L’honorable Serge Joyal, conformément au préavis donné le 10 décembre 2019, propose :

Que, afin de préserver l’autorité, la dignité et la réputation du Sénat du Canada, et à la lumière des rapports suivants de la première session de la quarante-deuxième législature :

1.le Rapport d’enquête en vertu du Code régissant l’éthique et les conflits d’intérêts des sénateurs concernant [l’ancien] sénateur Don Meredith de la conseillère sénatoriale en éthique, en date du 9 mars 2017;

2.le deuxième rapport du Comité permanent sur l’éthique et les conflits d’intérêts des sénateurs présenté le 7 mai 2017;

3.le Rapport d’enquête en vertu du Code régissant l’éthique et les conflits d’intérêts des sénateurs concernant l’ancien sénateur Don Meredith du conseiller sénatorial en éthique, en date du 28 juin 2019;

4.le sixième rapport du Comité permanent sur l’éthique et les conflits d’intérêts des sénateurs déposé le 29 juillet 2019;

le Comité permanent sur l’éthique et les conflits d’intérêts des sénateurs soit autorisé à examiner, afin d’en faire rapport, l’opportunité d’adopter la motion suivante :

Que le Sénat invite le premier ministre à recommander à Son Excellence la gouverneure générale que l’ancien sénateur Don Meredith soit soustrait de l’application de l’article 6 du Tableau des titres à employer au Canada et qu’il n’ait donc plus droit de porter le titre « honorable », et que l’ancien sénateur Meredith ne puisse plus jouir de la préséance ou du statut habituellement accordé à un ancien sénateur.;

Que, dans le cadre de l’examen de la question, le comité donne à l’ancien sénateur Meredith la possibilité de se faire entendre par le comité;

Que, nonobstant les dispositions de l’article 12-28(1), le comité soit autorisé à se réunir en public aux fins de cette étude s’il accepte une demande de l’ancien sénateur Meredith à cet égard;

Que le comité présente son rapport final au plus tard le 31 janvier 2020.

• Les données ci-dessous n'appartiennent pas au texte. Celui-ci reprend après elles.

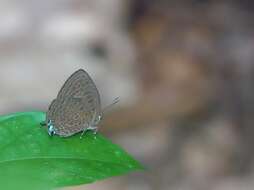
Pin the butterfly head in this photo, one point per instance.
(51, 128)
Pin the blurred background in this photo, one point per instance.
(183, 70)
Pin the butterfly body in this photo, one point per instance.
(77, 107)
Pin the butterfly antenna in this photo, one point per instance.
(115, 101)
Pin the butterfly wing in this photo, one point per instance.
(77, 105)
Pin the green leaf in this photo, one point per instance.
(30, 158)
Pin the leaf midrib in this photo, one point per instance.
(64, 158)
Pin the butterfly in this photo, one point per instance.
(76, 108)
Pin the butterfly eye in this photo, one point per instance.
(51, 129)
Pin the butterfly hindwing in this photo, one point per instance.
(77, 105)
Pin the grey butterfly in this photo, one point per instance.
(77, 107)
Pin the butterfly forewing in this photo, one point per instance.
(77, 105)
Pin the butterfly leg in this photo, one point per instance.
(93, 128)
(84, 130)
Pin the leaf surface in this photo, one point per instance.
(31, 159)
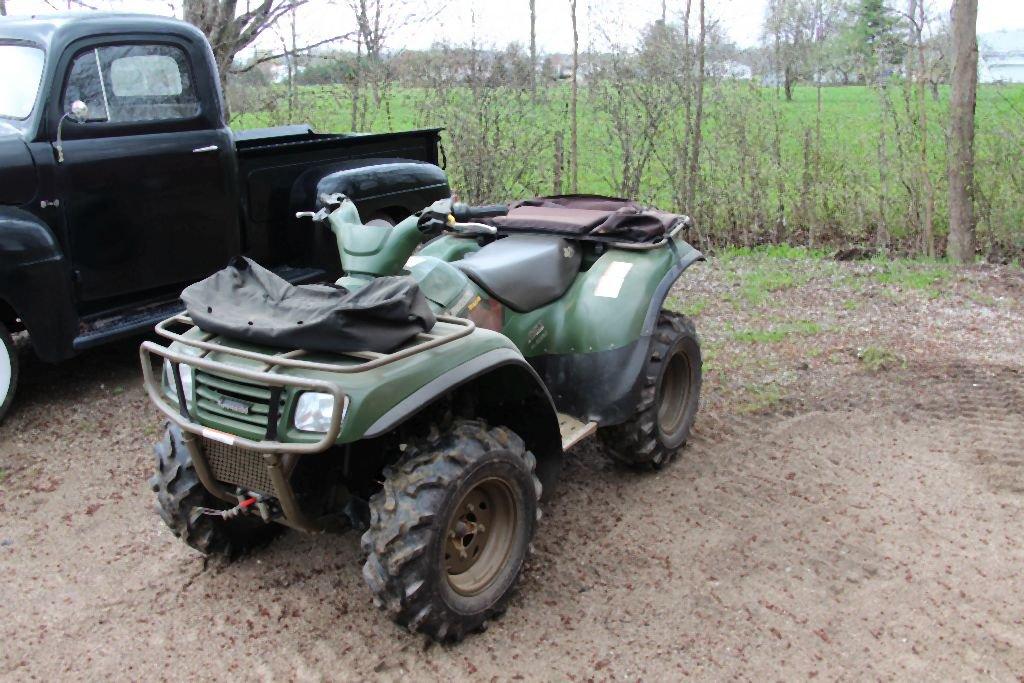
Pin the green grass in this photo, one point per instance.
(738, 158)
(778, 333)
(782, 251)
(877, 358)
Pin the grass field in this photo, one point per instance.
(771, 170)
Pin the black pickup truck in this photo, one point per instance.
(121, 182)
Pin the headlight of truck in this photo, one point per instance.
(186, 379)
(312, 413)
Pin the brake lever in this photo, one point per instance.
(316, 216)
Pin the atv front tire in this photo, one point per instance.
(451, 529)
(669, 397)
(178, 494)
(8, 371)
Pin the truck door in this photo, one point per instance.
(147, 180)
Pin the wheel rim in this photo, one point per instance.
(675, 393)
(6, 371)
(479, 537)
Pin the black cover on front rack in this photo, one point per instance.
(246, 301)
(588, 217)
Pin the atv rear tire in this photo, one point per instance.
(179, 492)
(451, 530)
(8, 371)
(669, 397)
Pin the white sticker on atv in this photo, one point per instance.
(611, 280)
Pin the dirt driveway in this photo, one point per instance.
(850, 506)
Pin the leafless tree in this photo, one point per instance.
(230, 31)
(790, 28)
(573, 134)
(532, 45)
(916, 13)
(962, 109)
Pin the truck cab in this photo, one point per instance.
(121, 182)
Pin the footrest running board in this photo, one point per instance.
(573, 430)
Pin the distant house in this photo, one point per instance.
(732, 70)
(1000, 56)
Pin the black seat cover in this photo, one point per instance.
(523, 271)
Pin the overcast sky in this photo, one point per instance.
(497, 23)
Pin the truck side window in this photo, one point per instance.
(132, 84)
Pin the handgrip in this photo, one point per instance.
(465, 213)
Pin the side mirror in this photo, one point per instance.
(79, 112)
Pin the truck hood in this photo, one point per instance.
(17, 172)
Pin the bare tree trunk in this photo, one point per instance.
(928, 199)
(559, 164)
(532, 46)
(697, 117)
(962, 103)
(574, 140)
(788, 77)
(292, 73)
(356, 81)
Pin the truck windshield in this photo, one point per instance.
(20, 71)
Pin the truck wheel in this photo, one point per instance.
(451, 529)
(179, 492)
(669, 397)
(8, 370)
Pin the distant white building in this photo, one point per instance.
(735, 71)
(1000, 56)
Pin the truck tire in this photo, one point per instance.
(8, 371)
(179, 491)
(451, 529)
(669, 397)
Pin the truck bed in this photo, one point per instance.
(272, 163)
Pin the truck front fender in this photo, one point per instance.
(503, 389)
(35, 282)
(392, 186)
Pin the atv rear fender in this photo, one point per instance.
(590, 346)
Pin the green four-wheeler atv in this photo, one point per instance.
(506, 341)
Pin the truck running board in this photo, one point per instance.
(573, 431)
(109, 326)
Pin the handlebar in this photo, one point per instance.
(465, 213)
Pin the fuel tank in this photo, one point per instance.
(452, 293)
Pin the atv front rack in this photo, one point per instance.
(279, 458)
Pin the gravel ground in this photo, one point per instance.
(849, 507)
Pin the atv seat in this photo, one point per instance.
(523, 272)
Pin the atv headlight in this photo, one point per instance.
(186, 380)
(312, 413)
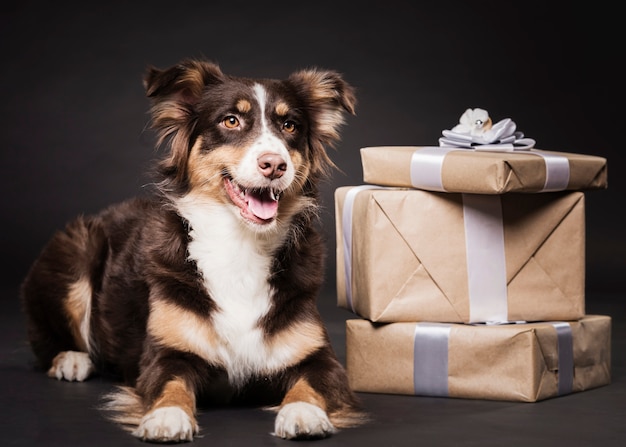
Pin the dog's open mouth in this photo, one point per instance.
(259, 205)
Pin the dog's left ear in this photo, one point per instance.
(328, 97)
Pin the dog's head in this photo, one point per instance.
(257, 145)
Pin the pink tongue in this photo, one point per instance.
(262, 207)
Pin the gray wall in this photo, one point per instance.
(74, 111)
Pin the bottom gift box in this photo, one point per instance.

— Honorables sénateurs, je ne vais pas vous imposer un discours aussi long que celui que j’ai prononcé plus tôt, mais je m’en voudrais de ne pas porter à votre attention un certain nombre de points à considérer à l’égard de la motion no 5, inscrite à mon nom, qui est sans précédent. Cette motion porte sur une question qui n’a jamais été soulevée auparavant. En effet, pendant les 152 années de la Confédération, jamais le Sénat ou la Chambre des communes n’ont jugé nécessaire d’inviter le premier ministre à recommander au gouverneur général qu’un sénateur soit soustrait de l’application du tableau des titres.

Je vais expliquer pourquoi cela ne s’est jamais produit en raison de la prérogative constitutionnelle de Sa Majesté en ce qui concerne les titres. Selon notre système constitutionnel, c’est Sa Majesté qui est la source des distinctions, c’est-à-dire la personne qui a le droit d’accorder un titre. Autrement dit, il s’agit d’une prérogative royale. Seule Sa Majesté peut accorder un titre à un Canadien. Lorsque le représentant de Sa Majesté, c’est-à-dire le gouverneur général, exerce cette responsabilité au nom de Sa Majesté, le gouverneur général agit sur la recommandation du premier ministre. En d’autres mots, la préséance et l’obligation constitutionnelle veulent que le gouverneur général demande l’opinion ou l’avis du premier ministre avant d’accorder un titre.

Si le gouverneur général dispose d’une telle prérogative royale, il lui faut respecter le tableau des titres qui a été adopté et lui a été soumis. Ce tableau prévoit six catégories ou six groupes de Canadiens qui portent le titre d’« honorable » à vie.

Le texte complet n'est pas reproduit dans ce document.